Mehrere Bauvorlagen im Zusammenhang mit der Sanierung des Schulhauses Hebel und dem Ausbau der Betreuungsstrukturen verursachten keine Aufregung. Es gab sogar Lob für den Stadtrat für sein Verhandlungsgeschick. Erst bei der Erhöhung der Subventionen an den Ostschweizer Verein für das Kind für das Programm «PAT – mit Eltern lernen»,  mit welchem mehrfach belastete Familien betreut werden sollen, fielen wieder harte Worte seitens SP, die einen Kürzungsantrag der SVP scharf konterte. Schlussendlich wurde dann der Antrag des Stadtrates genehmigt.

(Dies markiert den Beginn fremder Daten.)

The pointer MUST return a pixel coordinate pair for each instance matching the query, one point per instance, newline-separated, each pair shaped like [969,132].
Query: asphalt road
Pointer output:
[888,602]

Sind wir St.Galler Schildbürger?

Obwohl sich nach einigen unbestrittenen Vorlagen langsam Ermüdungserscheinungen zeigten, bewegte ein Zusatzkredit für den Ersatz des Reservoirs und Pumpwerks Speicherstrasse die Gemüter wieder heftig. Das mangelhafte Projektcontrolling führte zu harten Worten seitens der SVP, die es nicht glauben wollte, dass Fluchttüren und Feuerlöscher installiert wurden und niemand merken wollte, dass diese auch noch zu bezahlen waren. Der grünliberale Brunner wähnte sich in Schilda, und die scharfe Schelte von SVP-Brunner trieb Stadtrat Jans arg in die Defensive. Roman Bühler von der FDP stellte nüchtern klar, dass so etwas nicht mehr passieren dürfe.

Versöhnliches Ende.

Erfreulicher war der Bericht zur Zeitvorsorge, wenn auch nicht ungetrübt. Zwar ist das Pionierprojekt noch nicht dort, wo es sein sollte, findet aber bis weit über die Grenzen von St.Gallen hinaus Anerkennung, was sich in einem positiven Medienecho auswirkte. Und da zu guter Letzt der grünliberale Thomas Brunner in weiser Erkenntnis, dass man sich keine neuen Freunde schafft, wenn man um 21.55 Uhr Diskussion eines überflüssigen Vorstosses verlangt, zwar seinem Missvergnügen über die stadträtliche Antwort auf seine Interpellation kurz Ausdruck verlieh, aber auf die Diskussion verzichtete und keine neuen Vorstösse eingegangen waren, fand die Sitzung dann doch noch ein Ende.